A final helping of Esomeprazole?
Kluwer Patent Blog
March 5, 2016
Please refer to this post as:, ‘A final helping of Esomeprazole?’, Kluwer Patent Blog, March 5 2016, http://patentblog.kluweriplaw.com/2016/03/05/a-final-helping-of-esomeprazole/
In continuation of the Europe-wide PI cases a few years back, the Danish Maritime and Commercial Court recently rendered judgment in a patent case between AstraZeneca and Krka. As the reader may recall, AstraZeneca was the holder of patent no. DK/EP 1 020 461 for a magnesium salt of the active substance esomeprazol with an optical purity of ≥ 99,8 % (e.e.), and AstraZeneca had developed the original drug Nexium containing this active substance. The main issue in this case was whether or not the sale and marketing of the generic drug Esomeprazol “Krka”, which contained an optical purity of the magnesium salt esomeprazol of ≥ 99,6 % (e.e.), constituted infringement of claim 1 (a method claim) and/or claim 9 (a product claim).
As for claim 9, AstraZeneca argued that the inventive aspect of the patent did not lie in the purity itself. Instead, it was the special pharmacokinetic and metabolic features, which a high optical purity resulted in. AstraZeneca further pointed to Krka’s product being bioequivalent to AstraZeneca’s product. Finally, AstraZeneca argued that the optically pure esomeprazol magnesium salt was an intermediate product in the process of manufacturing Esomeprazol “Krka” and that the finished product Esomeprazol “Krka” was only a minor modification of the intermediate product.
Krka, on the other hand, argued that it did not sell or market a product on the Danish market containing the magnesium salt of esomeprazol with an optical purity of ≥ 99,8 % (e.e.), and therefore Krka did not make use of any improved pharmacokinetic and metabolic features of exceptionally high purity.
The court held that it must exercise restraint when assessessing the protective scope of the patent claim beyond the limitation of ≥ 99,8 % (e.e). The court further held that it was undisputed that Krka’s product was bioequivalent to AstraZeneca’s product. However, the court found that the protective scope of claim 9 could not be construed as going beyond the wording of the patent claim. Accordingly, Krka’s sale and marketing of Esomeprazol “Krka” with an optical purity of magnesium salt of esomeprazol of ≥ 99,6 % (e.e.) did not constitute an infringement of claim 9 (claiming an optical purity of ≥ 99,8 % (e.e.)).

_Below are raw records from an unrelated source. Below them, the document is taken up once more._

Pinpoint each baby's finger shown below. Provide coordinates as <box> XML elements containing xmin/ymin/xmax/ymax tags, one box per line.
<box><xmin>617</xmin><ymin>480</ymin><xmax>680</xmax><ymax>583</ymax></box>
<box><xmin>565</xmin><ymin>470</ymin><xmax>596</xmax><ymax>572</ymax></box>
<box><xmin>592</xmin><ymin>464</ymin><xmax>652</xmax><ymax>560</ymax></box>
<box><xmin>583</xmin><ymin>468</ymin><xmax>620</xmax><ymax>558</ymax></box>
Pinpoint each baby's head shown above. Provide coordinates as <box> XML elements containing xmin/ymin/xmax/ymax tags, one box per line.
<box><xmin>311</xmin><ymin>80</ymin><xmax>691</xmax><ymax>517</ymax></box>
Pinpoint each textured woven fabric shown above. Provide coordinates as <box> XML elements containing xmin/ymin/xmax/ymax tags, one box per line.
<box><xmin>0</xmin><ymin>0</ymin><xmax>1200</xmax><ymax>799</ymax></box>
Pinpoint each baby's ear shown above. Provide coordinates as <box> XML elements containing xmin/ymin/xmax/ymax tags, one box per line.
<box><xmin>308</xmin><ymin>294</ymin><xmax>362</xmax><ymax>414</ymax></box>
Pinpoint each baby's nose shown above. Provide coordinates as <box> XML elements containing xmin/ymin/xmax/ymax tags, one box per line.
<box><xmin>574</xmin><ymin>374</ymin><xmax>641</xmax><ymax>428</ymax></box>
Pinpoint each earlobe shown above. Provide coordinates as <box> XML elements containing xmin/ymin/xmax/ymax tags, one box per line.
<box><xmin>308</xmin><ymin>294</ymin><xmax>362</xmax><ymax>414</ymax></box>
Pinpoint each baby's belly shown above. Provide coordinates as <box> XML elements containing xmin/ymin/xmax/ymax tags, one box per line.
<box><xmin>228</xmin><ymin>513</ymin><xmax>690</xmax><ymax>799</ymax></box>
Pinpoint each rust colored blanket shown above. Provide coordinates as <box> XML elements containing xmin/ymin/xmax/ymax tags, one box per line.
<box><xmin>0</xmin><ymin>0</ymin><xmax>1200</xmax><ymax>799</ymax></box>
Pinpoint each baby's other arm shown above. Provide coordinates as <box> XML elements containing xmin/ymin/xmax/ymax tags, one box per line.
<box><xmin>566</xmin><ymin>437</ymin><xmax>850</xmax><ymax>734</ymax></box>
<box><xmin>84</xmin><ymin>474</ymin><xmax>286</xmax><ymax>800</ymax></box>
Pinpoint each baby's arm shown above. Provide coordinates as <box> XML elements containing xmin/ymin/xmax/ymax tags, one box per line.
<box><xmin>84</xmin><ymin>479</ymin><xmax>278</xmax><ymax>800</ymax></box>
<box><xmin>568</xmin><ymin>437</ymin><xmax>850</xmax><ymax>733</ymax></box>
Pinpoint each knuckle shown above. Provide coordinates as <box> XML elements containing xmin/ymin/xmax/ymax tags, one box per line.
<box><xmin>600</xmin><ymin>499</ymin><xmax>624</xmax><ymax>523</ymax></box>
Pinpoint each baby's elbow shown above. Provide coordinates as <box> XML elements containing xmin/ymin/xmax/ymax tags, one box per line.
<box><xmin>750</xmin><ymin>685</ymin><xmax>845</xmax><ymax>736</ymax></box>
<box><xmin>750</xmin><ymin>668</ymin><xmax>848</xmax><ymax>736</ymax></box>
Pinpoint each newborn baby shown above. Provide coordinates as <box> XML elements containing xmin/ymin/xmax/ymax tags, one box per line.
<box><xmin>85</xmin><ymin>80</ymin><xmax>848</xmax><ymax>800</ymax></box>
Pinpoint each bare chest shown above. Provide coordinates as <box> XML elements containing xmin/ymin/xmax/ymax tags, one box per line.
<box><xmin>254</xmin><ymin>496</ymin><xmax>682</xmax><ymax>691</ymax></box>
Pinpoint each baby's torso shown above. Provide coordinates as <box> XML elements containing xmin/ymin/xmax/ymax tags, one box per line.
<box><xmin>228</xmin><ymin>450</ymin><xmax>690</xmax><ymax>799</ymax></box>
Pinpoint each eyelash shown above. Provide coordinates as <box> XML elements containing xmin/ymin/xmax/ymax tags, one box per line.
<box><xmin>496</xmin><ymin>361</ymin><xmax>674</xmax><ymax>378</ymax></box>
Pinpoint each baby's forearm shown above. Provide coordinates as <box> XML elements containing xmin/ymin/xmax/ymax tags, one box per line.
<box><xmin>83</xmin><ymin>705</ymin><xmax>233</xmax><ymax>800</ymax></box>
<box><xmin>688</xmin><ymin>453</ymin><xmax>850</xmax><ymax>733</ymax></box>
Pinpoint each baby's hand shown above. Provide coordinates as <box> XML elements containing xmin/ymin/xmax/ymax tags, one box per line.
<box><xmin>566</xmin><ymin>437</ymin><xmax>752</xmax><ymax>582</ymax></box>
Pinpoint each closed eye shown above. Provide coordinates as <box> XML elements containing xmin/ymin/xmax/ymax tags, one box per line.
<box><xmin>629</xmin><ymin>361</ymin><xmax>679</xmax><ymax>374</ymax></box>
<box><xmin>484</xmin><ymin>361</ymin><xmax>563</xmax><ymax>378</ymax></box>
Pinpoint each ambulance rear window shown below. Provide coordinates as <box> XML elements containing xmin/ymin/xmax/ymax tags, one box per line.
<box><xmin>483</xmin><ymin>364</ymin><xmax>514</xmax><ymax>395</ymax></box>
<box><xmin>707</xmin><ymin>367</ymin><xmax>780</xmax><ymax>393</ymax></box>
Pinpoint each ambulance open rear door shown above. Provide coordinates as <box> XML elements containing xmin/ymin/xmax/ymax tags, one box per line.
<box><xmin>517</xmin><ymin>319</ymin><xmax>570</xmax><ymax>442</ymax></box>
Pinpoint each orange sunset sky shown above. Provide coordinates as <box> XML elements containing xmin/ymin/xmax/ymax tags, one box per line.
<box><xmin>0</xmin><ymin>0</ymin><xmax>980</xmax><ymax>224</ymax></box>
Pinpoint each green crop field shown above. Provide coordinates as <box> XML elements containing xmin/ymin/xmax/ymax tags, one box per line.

Claim 1 was a method claim concerning the use of the magnesium salt of esomeprazol with an optical purity of 99,8 % (e.e.) to manufacture a medicament. AstraZeneca claimed that due to the fact that the process regarded a use of the optical pure esomeprazol, the patent claim must cover every step of the manufacturing method regarding the use of the optically pure esomeprazol. AstraZeneca further argued that several samples had documented that there existed a solid substance of at least 99,8 % (e.e.) in the reactor when manufacturing Esomeprazol “Krka”.
Krka argued that claim 1 only covered the manufacture of the final medicament, i.e. the pharmaceutical manufacturing process and not the chemical process of manufacturing the actual active substance (the magnesium salt of esomeprazol).
The court found that the claim 1 concerned the use of the magnesium salt when manufacturing a medicament and that the suspension in the reactor had contained crystallized esomeprazol magnesium salt with an optical purity of ≥ 99,8 % (e.e.). The optical purity had, however, gradually been reduced to 99,6 % (e.e.). Against this background, the court found that the magnesium salt with an optical purity of ≥ 99,8 % (e.e.) had been used in the manufacturing of Esomeprazol “Krka”. Accordingly, it was an infringement of AstraZeneca’s claim 1.
In conclusion, the sale and marketing of Esomeprazol “Krka” only constituted an infringement of claim 1 of the patent belonging to AstraZeneca. The court ordered Krka to pay damages and compensation as a result. It is not known whether the decision has been appealed.